- Costello
- Coordinates: 20°55′13″S 136°46′52″E﻿ / ﻿20.9203°S 136.781°E
- Population: 12 (2016 census)
- • Density: 0.000306/km^{2} (0.00079/sq mi)
- Established: 4 April 2007
- Postcode(s): 0872
- Area: 39,159 km^{2} (15,119.4 sq mi)
- Time zone: ACST (UTC+9:30)
- Location: 1,175 km (730 mi) SE of Darwin
- LGA(s): Barkly Region
- Territory electorate(s): Barkly
- Federal division(s): Lingiari
| Mean max temp | Mean min temp | Annual rainfall |
| 31.0 °C 88 °F | 14.6 °C 58 °F | 286.9 mm 11.3 in |
Suburbs around Costello:
| Tablelands | Tablelands Ranken | Queensland |
| Warumungu Davenport Sandover | Costello | Queensland |
| Sandover | Sandover Anatye | Queensland |
- Footnotes: Adjoining localities

= Costello, Northern Territory =

Costello is a locality in the Northern Territory of Australia located in the territory's east adjoining the border with the state of Queensland about 1057 km south-east of the territory capital of Darwin.

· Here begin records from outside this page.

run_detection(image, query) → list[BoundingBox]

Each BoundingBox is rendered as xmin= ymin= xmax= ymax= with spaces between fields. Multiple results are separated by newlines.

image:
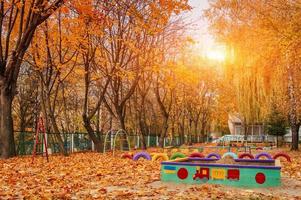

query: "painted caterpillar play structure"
xmin=121 ymin=151 xmax=290 ymax=162
xmin=122 ymin=151 xmax=291 ymax=188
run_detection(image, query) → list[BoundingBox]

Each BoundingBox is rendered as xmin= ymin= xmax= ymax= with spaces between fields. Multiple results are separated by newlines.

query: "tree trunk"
xmin=140 ymin=134 xmax=147 ymax=150
xmin=243 ymin=122 xmax=248 ymax=141
xmin=41 ymin=81 xmax=68 ymax=156
xmin=82 ymin=115 xmax=103 ymax=152
xmin=171 ymin=125 xmax=176 ymax=146
xmin=0 ymin=86 xmax=16 ymax=158
xmin=48 ymin=111 xmax=68 ymax=156
xmin=287 ymin=56 xmax=299 ymax=150
xmin=290 ymin=123 xmax=299 ymax=150
xmin=180 ymin=129 xmax=185 ymax=145
xmin=116 ymin=108 xmax=129 ymax=149
xmin=194 ymin=121 xmax=198 ymax=143
xmin=159 ymin=118 xmax=168 ymax=148
xmin=138 ymin=118 xmax=147 ymax=149
xmin=118 ymin=114 xmax=126 ymax=132
xmin=200 ymin=127 xmax=206 ymax=143
xmin=188 ymin=119 xmax=193 ymax=145
xmin=178 ymin=115 xmax=185 ymax=145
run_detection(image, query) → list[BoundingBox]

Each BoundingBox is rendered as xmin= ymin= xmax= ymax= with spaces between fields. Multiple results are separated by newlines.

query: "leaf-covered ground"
xmin=0 ymin=148 xmax=301 ymax=199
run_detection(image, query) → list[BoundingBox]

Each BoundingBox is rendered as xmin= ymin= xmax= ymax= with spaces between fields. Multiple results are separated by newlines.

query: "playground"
xmin=1 ymin=146 xmax=301 ymax=199
xmin=1 ymin=0 xmax=301 ymax=199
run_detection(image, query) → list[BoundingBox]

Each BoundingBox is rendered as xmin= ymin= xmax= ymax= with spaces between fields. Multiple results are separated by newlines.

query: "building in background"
xmin=228 ymin=114 xmax=264 ymax=136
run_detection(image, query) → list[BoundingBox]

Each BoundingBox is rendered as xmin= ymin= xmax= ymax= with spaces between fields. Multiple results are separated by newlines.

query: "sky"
xmin=184 ymin=0 xmax=219 ymax=54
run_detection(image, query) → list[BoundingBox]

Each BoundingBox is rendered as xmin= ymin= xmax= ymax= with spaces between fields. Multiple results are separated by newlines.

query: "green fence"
xmin=14 ymin=131 xmax=203 ymax=156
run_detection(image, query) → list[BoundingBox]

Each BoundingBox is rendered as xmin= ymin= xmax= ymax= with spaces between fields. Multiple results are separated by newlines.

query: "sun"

The locality consists of the following land (from north to south, then west to east):
1. The Wakaya Aboriginal Lands Trust and land described as NT Portion 4246
2. The Arruwurra Aboriginal Corporation, NT Portions 4247, 581, 1094 and 1095, and the Argadargada pastoral lease and,
3. The Georgina Downs and Lake Nash pastoral leases
The locality fully surrounds the localities of Alpurrurulam and Canteen Creek. As of 2020, it has an area of 39159 km2.

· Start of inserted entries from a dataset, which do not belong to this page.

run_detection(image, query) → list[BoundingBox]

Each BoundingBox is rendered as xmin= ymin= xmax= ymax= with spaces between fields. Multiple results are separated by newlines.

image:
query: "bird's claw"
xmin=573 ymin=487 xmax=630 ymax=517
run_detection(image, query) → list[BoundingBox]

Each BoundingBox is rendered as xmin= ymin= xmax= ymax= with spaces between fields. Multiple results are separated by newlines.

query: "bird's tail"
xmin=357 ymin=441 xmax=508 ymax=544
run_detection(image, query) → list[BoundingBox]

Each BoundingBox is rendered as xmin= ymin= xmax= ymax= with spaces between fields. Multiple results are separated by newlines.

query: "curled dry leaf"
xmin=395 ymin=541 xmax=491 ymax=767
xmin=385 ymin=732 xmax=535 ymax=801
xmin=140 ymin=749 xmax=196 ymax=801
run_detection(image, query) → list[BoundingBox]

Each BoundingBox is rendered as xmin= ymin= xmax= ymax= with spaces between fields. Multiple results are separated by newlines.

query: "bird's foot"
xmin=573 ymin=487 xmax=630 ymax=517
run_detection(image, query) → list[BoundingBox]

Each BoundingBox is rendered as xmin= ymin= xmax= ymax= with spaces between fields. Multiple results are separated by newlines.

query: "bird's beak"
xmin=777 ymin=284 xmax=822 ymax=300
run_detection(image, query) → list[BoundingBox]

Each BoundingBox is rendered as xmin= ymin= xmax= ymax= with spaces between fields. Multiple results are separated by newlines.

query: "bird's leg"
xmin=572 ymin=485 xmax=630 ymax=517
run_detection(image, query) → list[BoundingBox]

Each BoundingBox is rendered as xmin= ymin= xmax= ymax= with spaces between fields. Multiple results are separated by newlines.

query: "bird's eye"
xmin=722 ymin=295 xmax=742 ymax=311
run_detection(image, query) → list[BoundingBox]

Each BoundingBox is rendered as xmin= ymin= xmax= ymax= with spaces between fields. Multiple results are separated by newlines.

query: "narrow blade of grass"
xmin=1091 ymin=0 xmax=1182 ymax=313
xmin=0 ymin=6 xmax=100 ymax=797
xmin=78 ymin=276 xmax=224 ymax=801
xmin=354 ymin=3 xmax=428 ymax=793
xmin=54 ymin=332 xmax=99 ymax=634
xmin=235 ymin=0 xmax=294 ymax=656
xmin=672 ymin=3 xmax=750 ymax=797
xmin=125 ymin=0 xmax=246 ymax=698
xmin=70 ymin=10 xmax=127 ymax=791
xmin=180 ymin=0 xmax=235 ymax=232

The locality's boundaries and name were gazetted on 4 April 2007. Its name is derived from the mountain range which was named in June 1989 as the Costello Range after John Costello, a pastoralist who established the Lake Nash Station in 1890 after moving his cattle from the Valley of the Springs Station which was located on the course of the Limmen Bight River.

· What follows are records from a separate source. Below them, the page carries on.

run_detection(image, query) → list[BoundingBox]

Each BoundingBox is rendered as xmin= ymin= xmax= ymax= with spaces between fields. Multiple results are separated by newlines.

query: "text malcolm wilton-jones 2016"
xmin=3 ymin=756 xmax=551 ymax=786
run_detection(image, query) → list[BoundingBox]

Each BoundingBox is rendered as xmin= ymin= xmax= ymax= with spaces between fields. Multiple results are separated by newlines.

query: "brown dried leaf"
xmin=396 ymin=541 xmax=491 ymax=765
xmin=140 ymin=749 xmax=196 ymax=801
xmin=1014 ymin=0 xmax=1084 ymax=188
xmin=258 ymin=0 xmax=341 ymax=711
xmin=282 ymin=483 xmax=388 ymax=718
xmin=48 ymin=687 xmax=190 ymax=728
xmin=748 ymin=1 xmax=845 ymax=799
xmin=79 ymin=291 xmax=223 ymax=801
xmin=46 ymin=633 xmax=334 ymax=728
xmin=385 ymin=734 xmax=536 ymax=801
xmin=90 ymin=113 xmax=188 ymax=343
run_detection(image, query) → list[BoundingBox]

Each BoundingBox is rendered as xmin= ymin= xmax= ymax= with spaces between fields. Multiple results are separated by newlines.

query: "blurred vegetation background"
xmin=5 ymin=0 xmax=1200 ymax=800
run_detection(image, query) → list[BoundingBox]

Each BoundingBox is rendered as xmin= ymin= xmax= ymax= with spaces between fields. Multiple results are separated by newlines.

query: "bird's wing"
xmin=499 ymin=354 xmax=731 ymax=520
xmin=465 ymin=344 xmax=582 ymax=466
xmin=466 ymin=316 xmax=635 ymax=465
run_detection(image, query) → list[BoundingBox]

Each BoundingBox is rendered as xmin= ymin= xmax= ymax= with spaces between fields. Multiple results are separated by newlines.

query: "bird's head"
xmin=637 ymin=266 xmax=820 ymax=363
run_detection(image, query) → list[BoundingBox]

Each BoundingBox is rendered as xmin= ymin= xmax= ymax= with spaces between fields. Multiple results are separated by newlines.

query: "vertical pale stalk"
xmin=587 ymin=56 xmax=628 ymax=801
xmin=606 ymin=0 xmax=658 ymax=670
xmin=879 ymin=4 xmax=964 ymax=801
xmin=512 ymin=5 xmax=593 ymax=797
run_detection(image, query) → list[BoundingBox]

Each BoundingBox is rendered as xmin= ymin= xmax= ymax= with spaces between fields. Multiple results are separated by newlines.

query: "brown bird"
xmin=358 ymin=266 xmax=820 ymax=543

Costello includes the following places listed on the Northern Territory Heritage Register – the Eldo Rocket Shelters Annitowa and the Eldo Rocket Shelters Argadargada.

The 2016 Australian census which was conducted in August 2016 reports that Costello had a population of 12 people.

Costello is located within the federal division of Lingiari, the territory electoral division of Barkly and the local government area of the Barkly Region.